Preparation for California Thursdays also helped push the school district to hone its definition of "local."

"Being in California, we could always get local produce, but we weren’t always tracking it or establishing relationships with farmers," says Ashley Cassat, SDUSD farm-to-school specialist. "Now we have a San Diego designation for items sourced within 25 miles, a Southern California designation (within 250 miles), and an overall California designation. "In our contracts, we now specify a geographic preference. Not a lot of schools do that."

Fresh local produce garners priority status at San Diego Unified School District. The district spends $5 million a year on produce, and up to 25 percent of it is purchased locally. However, getting the message to parents that locally sourced fresh food is available in the lunchroom hasn’t been easy.

"We can do the best food in the world, but if parents and students don’t know what we’re doing, we don’t get to serve them," says Petill.

California Thursdays may be just the communication vehicle the district needs.

"Will California Thursdays help them get the message out? Absolutely," says Adam Kesselman, Rethinking School Lunch program manager for the Center for Ecoliteracy. "San Diego is joining a network of 14 other school districts, including Los Angeles, San Francisco, and Oakland, that together serve 190 million meals a year. San Diego is joining a bigger story — one that’s already attracting media attention, and we’re just starting."

Fred Espinosa, food service manager, says that the new California Thursdays program will start with a soft launch, but the school district intends to grow the program robustly. Success will hinge on the ability to get the word out to parents and students and encourage them to give school lunch a try. Espinosa says they’ve been working closely with the Center for Ecoliteracy on refining the messages aimed at parents and kids.
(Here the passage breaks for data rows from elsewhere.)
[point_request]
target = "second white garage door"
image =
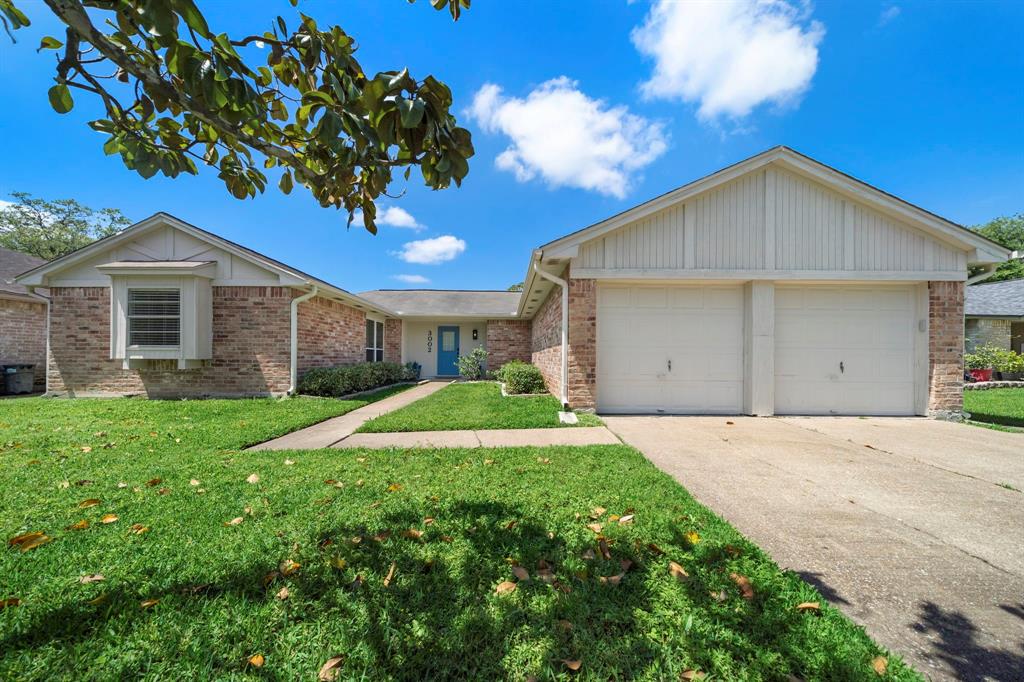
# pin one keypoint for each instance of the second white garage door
(672, 349)
(845, 350)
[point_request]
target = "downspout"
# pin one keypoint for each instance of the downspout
(294, 377)
(565, 330)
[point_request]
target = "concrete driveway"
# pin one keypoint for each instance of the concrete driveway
(902, 523)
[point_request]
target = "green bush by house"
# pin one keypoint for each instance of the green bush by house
(338, 381)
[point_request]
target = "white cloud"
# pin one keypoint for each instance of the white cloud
(567, 138)
(729, 56)
(432, 251)
(392, 216)
(411, 279)
(889, 13)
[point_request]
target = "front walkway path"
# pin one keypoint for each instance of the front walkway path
(327, 433)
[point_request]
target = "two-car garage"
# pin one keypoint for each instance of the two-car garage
(840, 349)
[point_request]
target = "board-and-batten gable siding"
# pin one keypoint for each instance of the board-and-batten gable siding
(812, 227)
(167, 243)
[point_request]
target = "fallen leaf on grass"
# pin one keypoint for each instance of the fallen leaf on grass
(505, 588)
(678, 571)
(745, 589)
(330, 670)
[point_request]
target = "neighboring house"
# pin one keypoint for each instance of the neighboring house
(775, 286)
(994, 314)
(23, 317)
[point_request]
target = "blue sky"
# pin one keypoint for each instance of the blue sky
(581, 110)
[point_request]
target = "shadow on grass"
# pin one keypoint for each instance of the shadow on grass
(440, 617)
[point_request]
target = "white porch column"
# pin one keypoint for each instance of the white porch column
(759, 348)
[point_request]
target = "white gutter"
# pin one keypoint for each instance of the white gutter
(565, 330)
(294, 377)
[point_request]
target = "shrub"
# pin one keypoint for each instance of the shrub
(339, 381)
(473, 366)
(521, 378)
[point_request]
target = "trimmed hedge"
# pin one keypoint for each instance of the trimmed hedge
(520, 377)
(339, 381)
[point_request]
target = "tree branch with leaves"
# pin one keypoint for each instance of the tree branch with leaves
(177, 95)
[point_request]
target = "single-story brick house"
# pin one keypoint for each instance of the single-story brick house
(23, 317)
(774, 286)
(994, 314)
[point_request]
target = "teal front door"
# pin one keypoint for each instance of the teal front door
(448, 351)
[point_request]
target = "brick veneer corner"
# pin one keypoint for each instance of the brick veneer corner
(945, 349)
(23, 337)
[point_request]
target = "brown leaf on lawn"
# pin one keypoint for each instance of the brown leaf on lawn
(505, 588)
(331, 669)
(678, 571)
(745, 589)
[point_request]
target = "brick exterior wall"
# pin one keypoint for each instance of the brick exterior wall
(508, 340)
(546, 342)
(23, 336)
(986, 332)
(251, 339)
(945, 348)
(392, 340)
(330, 333)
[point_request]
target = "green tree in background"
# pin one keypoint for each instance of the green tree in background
(52, 228)
(1008, 231)
(177, 94)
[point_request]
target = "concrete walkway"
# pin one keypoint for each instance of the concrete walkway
(913, 527)
(327, 433)
(583, 435)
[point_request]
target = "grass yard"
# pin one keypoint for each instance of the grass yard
(999, 407)
(474, 406)
(402, 563)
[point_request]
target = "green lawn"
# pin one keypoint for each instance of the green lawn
(448, 526)
(1000, 407)
(474, 406)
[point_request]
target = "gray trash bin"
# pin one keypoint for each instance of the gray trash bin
(18, 378)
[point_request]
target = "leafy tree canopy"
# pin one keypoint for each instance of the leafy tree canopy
(1008, 231)
(177, 94)
(52, 228)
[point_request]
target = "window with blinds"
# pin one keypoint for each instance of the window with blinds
(154, 316)
(375, 341)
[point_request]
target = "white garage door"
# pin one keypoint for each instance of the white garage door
(845, 350)
(675, 349)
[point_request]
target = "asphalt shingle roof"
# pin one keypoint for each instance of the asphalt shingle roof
(439, 303)
(13, 263)
(999, 299)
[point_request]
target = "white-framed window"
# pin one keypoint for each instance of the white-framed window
(154, 317)
(375, 341)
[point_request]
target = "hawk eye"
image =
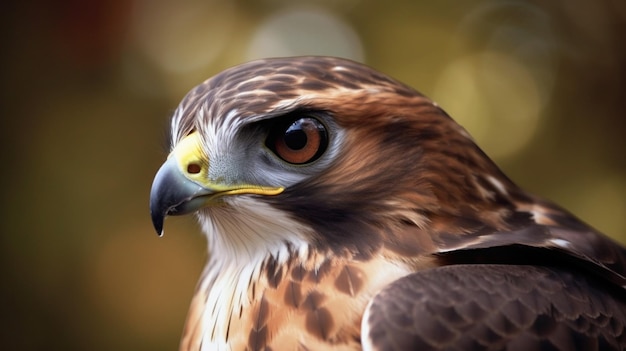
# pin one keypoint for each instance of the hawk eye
(300, 141)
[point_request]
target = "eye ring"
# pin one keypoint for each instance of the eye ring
(299, 141)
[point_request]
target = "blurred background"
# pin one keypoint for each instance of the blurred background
(87, 88)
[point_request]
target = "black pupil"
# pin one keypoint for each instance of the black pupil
(295, 136)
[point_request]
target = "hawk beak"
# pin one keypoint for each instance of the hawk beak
(182, 185)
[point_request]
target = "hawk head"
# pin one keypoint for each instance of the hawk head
(327, 152)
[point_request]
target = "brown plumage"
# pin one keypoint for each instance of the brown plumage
(343, 210)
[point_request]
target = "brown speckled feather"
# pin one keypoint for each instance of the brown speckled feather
(401, 200)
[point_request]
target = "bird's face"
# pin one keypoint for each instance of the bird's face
(326, 146)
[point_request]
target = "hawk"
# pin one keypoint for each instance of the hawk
(344, 210)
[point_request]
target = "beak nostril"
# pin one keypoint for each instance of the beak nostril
(193, 168)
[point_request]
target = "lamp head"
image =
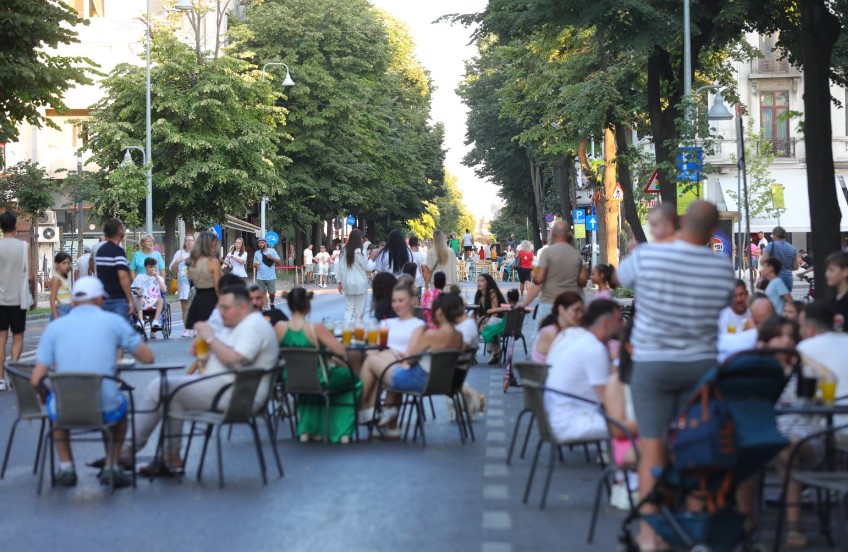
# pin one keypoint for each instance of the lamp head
(719, 111)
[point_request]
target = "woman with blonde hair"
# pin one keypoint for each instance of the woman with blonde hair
(440, 258)
(204, 271)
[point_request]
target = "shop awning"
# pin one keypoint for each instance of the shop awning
(796, 217)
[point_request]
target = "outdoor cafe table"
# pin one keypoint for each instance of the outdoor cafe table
(163, 369)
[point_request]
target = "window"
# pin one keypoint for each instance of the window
(775, 126)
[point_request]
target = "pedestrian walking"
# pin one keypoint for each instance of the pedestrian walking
(113, 270)
(178, 266)
(353, 277)
(264, 262)
(560, 269)
(204, 271)
(439, 259)
(18, 291)
(785, 252)
(682, 286)
(147, 251)
(60, 290)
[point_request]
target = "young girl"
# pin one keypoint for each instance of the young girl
(602, 276)
(60, 290)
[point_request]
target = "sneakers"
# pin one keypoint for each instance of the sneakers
(121, 478)
(66, 478)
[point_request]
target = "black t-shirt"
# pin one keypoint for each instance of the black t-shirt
(110, 260)
(274, 315)
(840, 313)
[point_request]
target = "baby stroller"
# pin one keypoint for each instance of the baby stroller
(146, 317)
(724, 434)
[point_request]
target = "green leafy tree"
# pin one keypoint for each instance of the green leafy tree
(32, 76)
(215, 133)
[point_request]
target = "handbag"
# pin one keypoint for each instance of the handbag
(703, 438)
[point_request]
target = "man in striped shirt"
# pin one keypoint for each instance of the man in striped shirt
(681, 287)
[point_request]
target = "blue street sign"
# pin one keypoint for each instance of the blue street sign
(272, 238)
(579, 216)
(690, 163)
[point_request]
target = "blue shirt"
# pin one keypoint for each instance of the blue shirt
(264, 272)
(775, 292)
(786, 254)
(86, 340)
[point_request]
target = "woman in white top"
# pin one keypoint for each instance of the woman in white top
(440, 258)
(352, 267)
(178, 266)
(404, 331)
(236, 258)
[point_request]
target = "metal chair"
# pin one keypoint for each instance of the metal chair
(302, 370)
(834, 483)
(534, 397)
(78, 409)
(29, 408)
(443, 364)
(241, 408)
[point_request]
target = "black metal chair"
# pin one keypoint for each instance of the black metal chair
(527, 371)
(534, 396)
(78, 411)
(443, 364)
(29, 409)
(242, 407)
(302, 377)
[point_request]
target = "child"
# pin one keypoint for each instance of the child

"The biggest help is that the Center for Ecoliteracy has turnkey [ready-to-use] solutions for our marketing materials, graphics, and website. That really helps, so we don’t have to reinvent the wheel," he says.

It’s help the school district depends on. The message that school food can be both delicious and nutritious needs to be repeated with each incoming class. “Changing the perception of school food is the hardest thing we deal with,” says Petill. "We are one school district that’s not sitting on our hands. We keep pushing forward. Every year, we have new kids and new parents whom we have to educate."